Shruti K Chawla,Chandigarh
On Bus Day,UT officials should ride on CTU buses
The level of service and the quality of public transport in Chandigarh are getting worse. The public is not satisfied with the UT bus service and the lack of public transport services is causing traffic congestion. The Sate Transport Authority should organise awareness campaigns in order to appeal to the public to use CTU buses for their daily commute. One day of every month should be fixed and observed as Bus Day. On this day,all UT officers and senior bureaucrats should take the public buses to their offices. This Bus Day should be conducted to discipline government officers,citizens and youngster and to promote public transport . In the coming months,Chandigarh Transport Undertaking should rope in senior police personnel into Bus Day as well. It is strange that the Local State Transport Authority still shows Former Home Secretary Ram Niwas as Chairman of State Transport Authority on their website.
Chandigarh fast becoming crime city
For those,who have grown up with Chandigarh,the dream city of free India,it is really painful to see that City Beautiful is fast losing its ‘beautiful’ tag and getting rather the nasty tag of ‘crime city’. The way crime is spiralling in the Tricity,it seems that the people have neither respect nor fear of law. Criminals and victims have no barriers of caste,creed,gender or class,but the younger generation seems to be particularly involved with criminal behaviour. To save the city from this stigma,the Administration,especially the police will have to pull up their socks and enforce the laws with an iron hand so that rising crime can be leashed effectively to enable the city to regain its old glory.
A K Sharma,CHANDIGARH
Lack of jobs not exams cause of stress in students
Mid-January signals the on-set of examination fever for students. Examination has been a device,since time immemorial,to evaluate the quality of learning by students.

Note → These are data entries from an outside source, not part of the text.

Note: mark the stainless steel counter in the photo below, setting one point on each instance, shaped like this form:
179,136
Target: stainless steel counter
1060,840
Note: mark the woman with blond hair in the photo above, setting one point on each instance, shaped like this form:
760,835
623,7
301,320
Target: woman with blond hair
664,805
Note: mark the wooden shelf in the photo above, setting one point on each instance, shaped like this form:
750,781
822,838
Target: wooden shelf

But of late,we have generated and overplayed misconceptions about exams. Exams have been blamed for increased stress among students,but a lot depends on the individual. We must take the natural fear associated with exams in our stride. Parents have a significant role to play. Examinations are not an end-in-themselves and are not the problem. It is the paucity of opportunities thereafter which rightly haunts them and they must protest more vocally against it.